Mari Kita Sambut Kembali Ponsel Nokia

Susetyo Dwi Prihadi , CNN Indonesia | Minggu, 08/01/2017 12:07 WIB
Mari Kita Sambut Kembali Ponsel Nokia Nokia 6, ponsel dengan sistem operasi Android Nougat (Foto: HMD Global)
Jakarta, CNN Indonesia -- Nokia kembali ke bisnis ponsel bukan rahasia lagi. Hari ini, Minggu (8/1) menjadi saksi kebangkitan lagi mantan raja smartphone dunia tersebut.

Lisensi merek Nokia dibeli oleh perusahaan asal China HMD Global Oy atau HMD akhir tahun 2016, melalui Nokia 6 menjadi tanda perdana hadir terlebih dahulu di pasar China.

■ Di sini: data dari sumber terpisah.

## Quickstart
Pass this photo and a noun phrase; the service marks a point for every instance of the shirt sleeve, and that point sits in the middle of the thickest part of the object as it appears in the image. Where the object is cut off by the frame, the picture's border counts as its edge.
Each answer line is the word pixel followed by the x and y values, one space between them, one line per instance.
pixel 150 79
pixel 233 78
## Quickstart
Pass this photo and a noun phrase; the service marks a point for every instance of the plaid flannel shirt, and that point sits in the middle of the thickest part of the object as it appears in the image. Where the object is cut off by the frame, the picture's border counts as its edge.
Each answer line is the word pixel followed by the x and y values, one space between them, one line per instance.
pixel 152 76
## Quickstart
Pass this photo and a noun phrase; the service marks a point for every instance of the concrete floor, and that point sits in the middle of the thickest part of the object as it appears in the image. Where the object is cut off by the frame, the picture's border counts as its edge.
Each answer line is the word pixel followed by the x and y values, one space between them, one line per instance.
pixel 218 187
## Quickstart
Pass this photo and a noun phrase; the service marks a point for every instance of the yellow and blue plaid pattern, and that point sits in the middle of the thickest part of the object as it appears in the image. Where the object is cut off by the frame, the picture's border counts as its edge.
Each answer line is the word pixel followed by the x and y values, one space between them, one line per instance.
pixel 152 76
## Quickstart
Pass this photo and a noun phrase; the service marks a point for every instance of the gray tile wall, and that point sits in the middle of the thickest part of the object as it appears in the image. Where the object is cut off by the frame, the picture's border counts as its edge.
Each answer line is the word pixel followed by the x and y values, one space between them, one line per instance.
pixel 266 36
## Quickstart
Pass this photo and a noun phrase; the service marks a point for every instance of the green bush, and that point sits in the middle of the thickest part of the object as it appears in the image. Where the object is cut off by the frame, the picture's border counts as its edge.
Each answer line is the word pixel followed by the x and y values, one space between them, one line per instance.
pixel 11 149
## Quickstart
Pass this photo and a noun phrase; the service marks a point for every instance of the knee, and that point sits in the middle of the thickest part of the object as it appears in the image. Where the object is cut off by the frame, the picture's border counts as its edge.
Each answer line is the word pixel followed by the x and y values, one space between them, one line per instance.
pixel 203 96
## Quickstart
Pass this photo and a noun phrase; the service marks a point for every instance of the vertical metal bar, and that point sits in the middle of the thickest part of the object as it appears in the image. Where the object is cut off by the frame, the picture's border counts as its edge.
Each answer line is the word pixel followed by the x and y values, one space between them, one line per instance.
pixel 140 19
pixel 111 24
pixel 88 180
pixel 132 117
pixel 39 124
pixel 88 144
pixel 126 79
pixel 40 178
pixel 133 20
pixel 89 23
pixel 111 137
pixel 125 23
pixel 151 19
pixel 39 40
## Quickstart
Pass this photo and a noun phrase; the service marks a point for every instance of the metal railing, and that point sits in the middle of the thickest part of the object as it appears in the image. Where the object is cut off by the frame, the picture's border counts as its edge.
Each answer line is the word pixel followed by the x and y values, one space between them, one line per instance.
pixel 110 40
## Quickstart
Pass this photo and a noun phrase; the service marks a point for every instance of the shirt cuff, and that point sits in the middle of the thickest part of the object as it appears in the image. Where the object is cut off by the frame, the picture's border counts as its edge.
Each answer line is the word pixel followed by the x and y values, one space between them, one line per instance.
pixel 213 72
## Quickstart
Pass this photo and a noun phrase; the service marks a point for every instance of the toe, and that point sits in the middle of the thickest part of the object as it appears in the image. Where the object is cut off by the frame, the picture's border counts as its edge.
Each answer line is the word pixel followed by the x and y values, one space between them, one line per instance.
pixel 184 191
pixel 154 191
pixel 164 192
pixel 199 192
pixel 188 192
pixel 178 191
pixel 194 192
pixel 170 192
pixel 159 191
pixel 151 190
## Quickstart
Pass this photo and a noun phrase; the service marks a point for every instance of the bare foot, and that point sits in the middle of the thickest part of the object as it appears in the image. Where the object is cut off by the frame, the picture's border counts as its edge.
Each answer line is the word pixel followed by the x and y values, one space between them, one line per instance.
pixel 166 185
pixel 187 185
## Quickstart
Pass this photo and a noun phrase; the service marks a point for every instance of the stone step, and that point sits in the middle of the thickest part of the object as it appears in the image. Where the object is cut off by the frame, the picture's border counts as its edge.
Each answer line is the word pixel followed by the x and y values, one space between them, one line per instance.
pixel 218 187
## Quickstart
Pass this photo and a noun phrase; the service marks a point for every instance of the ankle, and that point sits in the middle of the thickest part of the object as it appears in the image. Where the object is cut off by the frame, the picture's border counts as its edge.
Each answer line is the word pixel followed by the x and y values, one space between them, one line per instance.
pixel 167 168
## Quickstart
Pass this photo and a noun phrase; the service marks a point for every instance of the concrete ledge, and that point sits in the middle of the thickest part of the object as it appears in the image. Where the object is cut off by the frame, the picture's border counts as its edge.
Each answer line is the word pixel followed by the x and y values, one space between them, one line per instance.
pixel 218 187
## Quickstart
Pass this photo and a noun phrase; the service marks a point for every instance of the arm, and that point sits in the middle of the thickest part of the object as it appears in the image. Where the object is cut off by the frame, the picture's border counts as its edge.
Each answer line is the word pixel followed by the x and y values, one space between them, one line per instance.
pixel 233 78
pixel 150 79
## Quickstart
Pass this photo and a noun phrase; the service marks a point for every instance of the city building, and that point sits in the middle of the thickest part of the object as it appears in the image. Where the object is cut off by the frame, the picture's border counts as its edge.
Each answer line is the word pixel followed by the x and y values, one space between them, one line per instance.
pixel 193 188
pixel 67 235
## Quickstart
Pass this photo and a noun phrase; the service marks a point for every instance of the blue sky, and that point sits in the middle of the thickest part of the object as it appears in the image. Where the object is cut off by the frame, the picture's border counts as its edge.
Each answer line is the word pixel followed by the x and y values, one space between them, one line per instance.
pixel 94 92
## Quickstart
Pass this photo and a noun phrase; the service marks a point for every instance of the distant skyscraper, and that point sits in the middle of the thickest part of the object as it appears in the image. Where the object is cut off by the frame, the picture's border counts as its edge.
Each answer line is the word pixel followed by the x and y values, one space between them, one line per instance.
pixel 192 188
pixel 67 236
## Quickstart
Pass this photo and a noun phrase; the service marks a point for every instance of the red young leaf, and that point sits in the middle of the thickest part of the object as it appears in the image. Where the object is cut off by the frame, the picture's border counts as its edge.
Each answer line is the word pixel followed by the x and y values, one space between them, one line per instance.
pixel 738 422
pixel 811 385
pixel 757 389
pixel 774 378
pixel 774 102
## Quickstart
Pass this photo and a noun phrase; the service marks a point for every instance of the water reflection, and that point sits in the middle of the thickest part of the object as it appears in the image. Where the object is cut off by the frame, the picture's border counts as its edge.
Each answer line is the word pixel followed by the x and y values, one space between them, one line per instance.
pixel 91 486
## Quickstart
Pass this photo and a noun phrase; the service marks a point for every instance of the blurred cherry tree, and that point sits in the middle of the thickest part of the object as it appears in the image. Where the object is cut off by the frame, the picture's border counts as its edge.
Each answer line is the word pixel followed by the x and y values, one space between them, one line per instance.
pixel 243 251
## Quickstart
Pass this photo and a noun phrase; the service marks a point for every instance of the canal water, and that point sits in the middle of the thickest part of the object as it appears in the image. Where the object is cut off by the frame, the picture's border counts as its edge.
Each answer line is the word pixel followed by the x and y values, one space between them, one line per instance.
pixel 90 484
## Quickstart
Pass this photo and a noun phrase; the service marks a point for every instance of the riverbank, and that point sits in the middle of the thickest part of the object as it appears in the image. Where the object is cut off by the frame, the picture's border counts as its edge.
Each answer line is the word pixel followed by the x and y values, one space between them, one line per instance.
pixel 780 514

Nokia 6 adalah langkah awal bagi ambisi HMD untuk membuat standar baru bagi desain, kualitas material dan inovasi ponsel.

“Nokia 6 merupakan hasil apa yang kami dengar dari konsumen. Desain cantik, menghibur dan penuh dengan fitur unggulan,” ujar CEO HMD Global Arto Nummela, melalui situs resminya.

Dia menambahkan, “kami berambisi mengantarkan produk premium ke konsumen dengan harga bersaing. Kami memulai Nokia untuk konsumen di China.”

China memang menjadi langkah awal karena di negara tersebut terdapat 552 juta pengguna ponsel pintar pada tahun 2016, dan diprediksi akan meningkat menjadi 593 juta pada tahun 2017. Ini tentu saja pasa potensial.

Bila menilik dari spesifikasinya, Nokia 6 hadir dengan ukuran layar 5.5 inci yang dibalut resolusi 1920x1080 plus dilapisi kaca Gorilla Glass 2.5D. Ponsel ini akan sampai di tangan konsumen dengan sistem operasi Android Nougat.

Menyokong kinerja, prosesor Qualcomm Snapdragon 430 sudah ditanamkan bersama RAM 4GB, tak lupa juga internal memori seluas 64GB.

Di sisi hiburan ada kamera 16 megapixel di bagian belakang, lensa aperture f/2.0 serta di sisi depan 8 megapixel. Mengirimkan suara juga lebih nyaring melalui 6db karena kehadiran dua amplifier.

Hadir di China terlebih dahulu melalui situs online JD.com, dengan harga 1699 yuan atau setara Rp 3,2 juta saja. Belum diketahui kapan akan dirilis untuk pasar global.